The safe for work part is what worries me, there’s slides on the informational security and personal usage that go something like “you can browse social media on your spara time it’s ok” but also something along the lines “Don’t post or access anything that might makes the company look bad”.
And that might be very open to interpretation, I gave a few examples in the post, but I’m a “eat the billonaries and/or hang them publicly” kind of leftist, so that might very well be viewed as inciting violence/not appropiate for work. I’m also a bit on the BSDM scene, which is again, not appropiate for work.
I don’t currently have an OnlyFans accout, but I was about to create one to share some content. What happens if I get an OnlyFans email in my personal account which is logged in my work computer, and the image inside the email has the domain onlyfans.com, even if I don’t click on anything because I can leave it till later, that will still log it in the content filter probably.
I will definitely ask in detail what are they going to install exactly, and how will it all work. But I’m a bit scared to give examples like I’m giving here because it is itself not appropiate for work, I could only say stuff like, “I value my privacy and would like to know what software is installed on my machine please”, but that’s it. I can’t really ask, hey if I watch something that is technically porn on the work computer after work will I get in trouble?
> (and yes, it can read network traffic sent over a private VPN and traffic that is encrypted.)

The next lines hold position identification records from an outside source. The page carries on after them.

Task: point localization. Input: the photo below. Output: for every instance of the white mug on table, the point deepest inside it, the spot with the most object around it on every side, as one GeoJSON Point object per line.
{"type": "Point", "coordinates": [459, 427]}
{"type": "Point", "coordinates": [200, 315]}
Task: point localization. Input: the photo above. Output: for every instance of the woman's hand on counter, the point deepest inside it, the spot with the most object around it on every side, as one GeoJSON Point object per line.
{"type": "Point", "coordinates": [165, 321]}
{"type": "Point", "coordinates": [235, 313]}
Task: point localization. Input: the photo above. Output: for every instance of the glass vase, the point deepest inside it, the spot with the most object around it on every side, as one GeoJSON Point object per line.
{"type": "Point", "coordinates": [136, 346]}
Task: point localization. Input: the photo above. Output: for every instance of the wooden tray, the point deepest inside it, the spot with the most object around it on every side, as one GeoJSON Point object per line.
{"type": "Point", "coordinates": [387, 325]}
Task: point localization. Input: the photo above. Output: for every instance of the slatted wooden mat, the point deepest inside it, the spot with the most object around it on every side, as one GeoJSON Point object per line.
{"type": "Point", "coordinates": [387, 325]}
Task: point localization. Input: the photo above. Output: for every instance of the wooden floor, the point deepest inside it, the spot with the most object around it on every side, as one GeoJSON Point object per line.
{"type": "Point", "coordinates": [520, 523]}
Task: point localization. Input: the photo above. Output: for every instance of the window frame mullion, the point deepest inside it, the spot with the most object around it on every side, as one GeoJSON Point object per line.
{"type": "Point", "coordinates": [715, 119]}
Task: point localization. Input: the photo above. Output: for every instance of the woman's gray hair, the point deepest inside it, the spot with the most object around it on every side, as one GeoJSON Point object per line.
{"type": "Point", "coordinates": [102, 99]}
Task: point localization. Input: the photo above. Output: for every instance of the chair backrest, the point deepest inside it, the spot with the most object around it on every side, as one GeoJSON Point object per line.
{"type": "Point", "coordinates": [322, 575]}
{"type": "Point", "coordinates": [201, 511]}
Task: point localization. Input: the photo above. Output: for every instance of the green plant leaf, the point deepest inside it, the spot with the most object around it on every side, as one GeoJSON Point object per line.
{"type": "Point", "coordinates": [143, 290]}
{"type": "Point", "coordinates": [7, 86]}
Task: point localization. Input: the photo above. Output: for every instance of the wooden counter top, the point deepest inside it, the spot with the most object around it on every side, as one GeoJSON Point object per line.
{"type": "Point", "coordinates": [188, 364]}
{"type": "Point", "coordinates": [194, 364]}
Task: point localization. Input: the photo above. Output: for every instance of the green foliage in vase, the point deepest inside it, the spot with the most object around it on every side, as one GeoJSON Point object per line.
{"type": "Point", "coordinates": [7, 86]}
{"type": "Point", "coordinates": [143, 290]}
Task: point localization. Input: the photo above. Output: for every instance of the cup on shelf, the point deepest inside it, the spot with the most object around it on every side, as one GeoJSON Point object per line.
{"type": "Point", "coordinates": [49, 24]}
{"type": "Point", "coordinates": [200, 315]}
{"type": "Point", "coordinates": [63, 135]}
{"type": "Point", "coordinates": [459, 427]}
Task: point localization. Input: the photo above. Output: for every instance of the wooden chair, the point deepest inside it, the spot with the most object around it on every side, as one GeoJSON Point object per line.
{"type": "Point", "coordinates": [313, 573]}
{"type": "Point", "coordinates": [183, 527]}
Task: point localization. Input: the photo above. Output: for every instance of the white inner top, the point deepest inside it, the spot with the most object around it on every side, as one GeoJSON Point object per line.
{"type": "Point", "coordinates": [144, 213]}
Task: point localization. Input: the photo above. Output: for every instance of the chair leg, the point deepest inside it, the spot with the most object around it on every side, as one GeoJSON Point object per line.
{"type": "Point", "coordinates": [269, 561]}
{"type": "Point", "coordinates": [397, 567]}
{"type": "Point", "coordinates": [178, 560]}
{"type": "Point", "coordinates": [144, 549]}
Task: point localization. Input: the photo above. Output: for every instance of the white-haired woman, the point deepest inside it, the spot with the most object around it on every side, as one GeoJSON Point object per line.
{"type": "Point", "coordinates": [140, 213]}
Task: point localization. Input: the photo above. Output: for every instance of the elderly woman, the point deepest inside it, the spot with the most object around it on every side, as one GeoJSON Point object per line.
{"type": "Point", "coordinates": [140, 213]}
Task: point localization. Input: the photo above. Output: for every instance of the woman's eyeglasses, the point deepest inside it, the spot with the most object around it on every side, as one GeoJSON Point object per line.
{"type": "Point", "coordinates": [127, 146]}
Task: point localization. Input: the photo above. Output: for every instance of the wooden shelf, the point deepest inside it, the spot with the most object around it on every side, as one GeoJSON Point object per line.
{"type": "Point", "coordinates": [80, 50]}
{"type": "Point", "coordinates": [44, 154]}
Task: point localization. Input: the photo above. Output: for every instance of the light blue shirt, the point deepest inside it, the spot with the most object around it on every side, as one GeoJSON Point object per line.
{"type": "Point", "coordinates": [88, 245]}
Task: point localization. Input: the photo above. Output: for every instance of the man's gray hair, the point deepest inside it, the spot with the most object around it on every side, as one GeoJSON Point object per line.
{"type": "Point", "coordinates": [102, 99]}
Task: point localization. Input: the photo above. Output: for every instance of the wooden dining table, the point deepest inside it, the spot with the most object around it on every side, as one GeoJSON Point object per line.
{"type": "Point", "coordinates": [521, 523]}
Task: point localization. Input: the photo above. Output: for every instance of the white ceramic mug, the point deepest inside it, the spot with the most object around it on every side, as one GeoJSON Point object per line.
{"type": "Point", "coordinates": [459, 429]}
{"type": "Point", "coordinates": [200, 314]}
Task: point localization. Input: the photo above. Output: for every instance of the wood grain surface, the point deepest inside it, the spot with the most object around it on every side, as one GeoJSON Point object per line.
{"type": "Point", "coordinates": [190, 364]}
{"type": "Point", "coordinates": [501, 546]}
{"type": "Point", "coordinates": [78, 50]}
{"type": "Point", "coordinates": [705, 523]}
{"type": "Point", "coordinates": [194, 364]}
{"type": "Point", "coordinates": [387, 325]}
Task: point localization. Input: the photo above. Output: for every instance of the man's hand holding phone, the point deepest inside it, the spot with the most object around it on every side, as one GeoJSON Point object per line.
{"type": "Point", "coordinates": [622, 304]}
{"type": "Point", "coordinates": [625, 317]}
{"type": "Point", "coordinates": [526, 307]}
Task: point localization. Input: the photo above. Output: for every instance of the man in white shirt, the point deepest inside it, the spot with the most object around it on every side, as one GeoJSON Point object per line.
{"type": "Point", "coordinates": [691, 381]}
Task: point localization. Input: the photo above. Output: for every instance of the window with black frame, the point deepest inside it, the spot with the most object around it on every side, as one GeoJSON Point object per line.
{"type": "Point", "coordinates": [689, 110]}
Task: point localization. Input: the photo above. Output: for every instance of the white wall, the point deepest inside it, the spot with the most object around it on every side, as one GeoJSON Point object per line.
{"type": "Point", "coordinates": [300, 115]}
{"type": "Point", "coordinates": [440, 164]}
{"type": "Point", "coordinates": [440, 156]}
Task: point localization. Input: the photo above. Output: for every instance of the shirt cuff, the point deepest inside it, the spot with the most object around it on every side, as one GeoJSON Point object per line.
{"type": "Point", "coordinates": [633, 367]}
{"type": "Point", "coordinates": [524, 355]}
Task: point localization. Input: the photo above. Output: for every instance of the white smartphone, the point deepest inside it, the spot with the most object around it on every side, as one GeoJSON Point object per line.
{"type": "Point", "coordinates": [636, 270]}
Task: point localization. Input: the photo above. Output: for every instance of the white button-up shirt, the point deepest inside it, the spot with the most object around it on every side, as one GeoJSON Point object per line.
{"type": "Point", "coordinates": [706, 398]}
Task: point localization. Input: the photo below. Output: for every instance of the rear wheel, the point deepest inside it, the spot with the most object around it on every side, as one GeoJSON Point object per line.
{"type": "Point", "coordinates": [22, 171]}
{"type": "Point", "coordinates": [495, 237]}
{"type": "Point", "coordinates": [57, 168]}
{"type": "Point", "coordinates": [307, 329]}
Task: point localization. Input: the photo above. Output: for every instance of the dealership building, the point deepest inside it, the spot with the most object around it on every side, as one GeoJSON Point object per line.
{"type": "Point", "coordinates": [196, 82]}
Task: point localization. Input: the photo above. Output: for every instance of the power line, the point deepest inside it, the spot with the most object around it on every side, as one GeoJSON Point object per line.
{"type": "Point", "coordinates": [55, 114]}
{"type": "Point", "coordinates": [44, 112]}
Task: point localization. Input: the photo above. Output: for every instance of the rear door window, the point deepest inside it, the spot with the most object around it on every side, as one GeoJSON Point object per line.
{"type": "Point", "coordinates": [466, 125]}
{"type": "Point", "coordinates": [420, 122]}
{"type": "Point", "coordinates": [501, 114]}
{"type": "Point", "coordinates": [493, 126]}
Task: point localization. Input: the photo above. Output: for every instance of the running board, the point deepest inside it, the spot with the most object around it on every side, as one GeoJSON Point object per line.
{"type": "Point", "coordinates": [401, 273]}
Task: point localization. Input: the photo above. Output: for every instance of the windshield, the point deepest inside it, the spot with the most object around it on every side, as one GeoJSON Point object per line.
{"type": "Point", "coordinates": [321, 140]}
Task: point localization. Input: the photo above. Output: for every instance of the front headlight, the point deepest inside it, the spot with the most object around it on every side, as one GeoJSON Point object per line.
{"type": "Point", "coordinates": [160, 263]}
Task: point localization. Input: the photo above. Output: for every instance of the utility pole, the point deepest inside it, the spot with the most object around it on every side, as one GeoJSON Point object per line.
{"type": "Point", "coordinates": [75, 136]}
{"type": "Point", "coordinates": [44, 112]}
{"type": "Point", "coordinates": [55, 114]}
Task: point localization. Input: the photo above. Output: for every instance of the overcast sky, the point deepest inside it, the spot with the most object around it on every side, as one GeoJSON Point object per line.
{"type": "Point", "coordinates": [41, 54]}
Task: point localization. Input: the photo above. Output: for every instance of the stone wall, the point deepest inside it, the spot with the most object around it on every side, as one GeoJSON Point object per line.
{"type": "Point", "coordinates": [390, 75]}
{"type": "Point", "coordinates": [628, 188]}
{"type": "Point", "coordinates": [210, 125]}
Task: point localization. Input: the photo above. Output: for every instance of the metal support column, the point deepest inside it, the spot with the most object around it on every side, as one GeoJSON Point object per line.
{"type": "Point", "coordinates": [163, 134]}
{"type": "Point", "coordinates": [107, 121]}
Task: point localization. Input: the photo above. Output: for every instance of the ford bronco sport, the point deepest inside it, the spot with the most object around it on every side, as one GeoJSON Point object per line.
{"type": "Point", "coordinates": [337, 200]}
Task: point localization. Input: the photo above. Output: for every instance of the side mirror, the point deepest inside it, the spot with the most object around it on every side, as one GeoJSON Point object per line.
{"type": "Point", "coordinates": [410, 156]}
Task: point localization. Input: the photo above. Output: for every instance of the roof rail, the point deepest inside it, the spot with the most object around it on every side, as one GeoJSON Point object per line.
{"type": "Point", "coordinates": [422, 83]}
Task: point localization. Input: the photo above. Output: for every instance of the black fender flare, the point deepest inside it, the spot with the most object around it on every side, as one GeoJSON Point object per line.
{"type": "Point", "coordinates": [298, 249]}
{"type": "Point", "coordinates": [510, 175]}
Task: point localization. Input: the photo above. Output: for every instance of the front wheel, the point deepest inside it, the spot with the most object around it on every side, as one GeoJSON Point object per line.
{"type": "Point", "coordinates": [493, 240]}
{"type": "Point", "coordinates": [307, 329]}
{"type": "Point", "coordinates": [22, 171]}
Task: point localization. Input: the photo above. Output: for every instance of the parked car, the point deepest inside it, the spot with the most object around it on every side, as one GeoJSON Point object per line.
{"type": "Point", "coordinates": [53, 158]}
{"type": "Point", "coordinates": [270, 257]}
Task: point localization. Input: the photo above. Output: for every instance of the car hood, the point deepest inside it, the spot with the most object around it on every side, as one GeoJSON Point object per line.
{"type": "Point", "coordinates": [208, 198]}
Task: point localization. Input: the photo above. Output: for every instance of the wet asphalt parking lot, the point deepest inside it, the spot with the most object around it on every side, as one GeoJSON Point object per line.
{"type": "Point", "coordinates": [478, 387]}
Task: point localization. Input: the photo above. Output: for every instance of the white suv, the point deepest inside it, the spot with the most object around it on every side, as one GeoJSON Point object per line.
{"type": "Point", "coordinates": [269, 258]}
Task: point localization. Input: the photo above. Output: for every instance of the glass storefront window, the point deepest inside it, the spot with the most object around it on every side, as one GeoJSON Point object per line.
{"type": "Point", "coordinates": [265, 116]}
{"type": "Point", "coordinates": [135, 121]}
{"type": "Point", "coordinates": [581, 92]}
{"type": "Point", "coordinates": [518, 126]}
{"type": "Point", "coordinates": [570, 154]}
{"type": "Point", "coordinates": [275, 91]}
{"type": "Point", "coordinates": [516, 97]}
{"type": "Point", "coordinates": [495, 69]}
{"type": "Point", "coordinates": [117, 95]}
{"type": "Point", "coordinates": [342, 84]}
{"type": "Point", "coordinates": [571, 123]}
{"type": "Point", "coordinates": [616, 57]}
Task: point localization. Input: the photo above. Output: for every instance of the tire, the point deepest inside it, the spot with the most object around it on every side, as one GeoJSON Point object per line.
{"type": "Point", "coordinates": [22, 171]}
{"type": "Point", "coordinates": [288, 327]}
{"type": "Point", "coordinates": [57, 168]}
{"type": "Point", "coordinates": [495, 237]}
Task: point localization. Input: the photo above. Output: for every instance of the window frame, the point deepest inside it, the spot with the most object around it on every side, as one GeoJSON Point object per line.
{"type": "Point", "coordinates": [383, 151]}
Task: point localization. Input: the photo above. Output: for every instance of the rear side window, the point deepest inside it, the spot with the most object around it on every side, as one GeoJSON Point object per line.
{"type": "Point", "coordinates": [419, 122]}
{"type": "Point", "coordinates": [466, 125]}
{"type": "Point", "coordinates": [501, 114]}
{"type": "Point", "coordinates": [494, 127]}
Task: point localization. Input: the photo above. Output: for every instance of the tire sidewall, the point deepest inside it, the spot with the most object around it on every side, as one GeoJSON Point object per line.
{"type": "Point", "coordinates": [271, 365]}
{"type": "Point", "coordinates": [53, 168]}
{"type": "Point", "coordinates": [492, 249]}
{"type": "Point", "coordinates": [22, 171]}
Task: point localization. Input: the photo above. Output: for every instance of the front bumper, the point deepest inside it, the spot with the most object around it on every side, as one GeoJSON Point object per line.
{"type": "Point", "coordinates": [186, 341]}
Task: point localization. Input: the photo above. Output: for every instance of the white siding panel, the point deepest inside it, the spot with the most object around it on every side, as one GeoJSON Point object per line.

Thank you! This is very useful information. I absolutely hate needing 2 computers on my desk to be able to take a 5 minute browse the web in pace break, but it is what it is. I got spoiled by working at a few very chill companies that did not do any of this, but switched to a bigger company with a more corporate approach.
So it all depends on the list of packages that jamf ends up installing it. I will try to ask for that to the it department, just to be aware, but I heard there is a tool that tracks which pks are installed by jamf, do you know anything about that?
This is a misguided response. Organizations have the right and the imperative to protect their intellectual property. Doing so means know what is going onto and flowing off of their systems. That can be anything from email and dns filtering to DLP and your standard EDR/AV solutions coupled with IT policy. I’m a principal client platform engineer who guides orgs in implementing all of this tech as an IT consultant across all platforms, as well as IAM, cloud solutions, and automation.
To OP:
The device belongs to your org. Why are you using it as a personal device? Get a personal device. This reads as a person who is concerned about being found out, whether it’s actual work performed, visiting web content that might be looked down upon, or probably just gaming most of your official working hours.
The I don’t give a shit is the sentiment I gathered from most IT people, and in the same position that would be me as well. But content filter blocks can generate notifications, can’t they?
I was thinking of some extreme example that would be obvious, but if I have my personal email logged in and get an onlyfans account email, even if I don’t open it manually, it might be opened if you archive a previous email or something like that. That means basically I can not have my email/web browser account/etc on my work pc, which makes browsing uncomfortable and forces me to have a personal computer on the side.
My real problem is that “fringe” content and not being completely sure about what it is.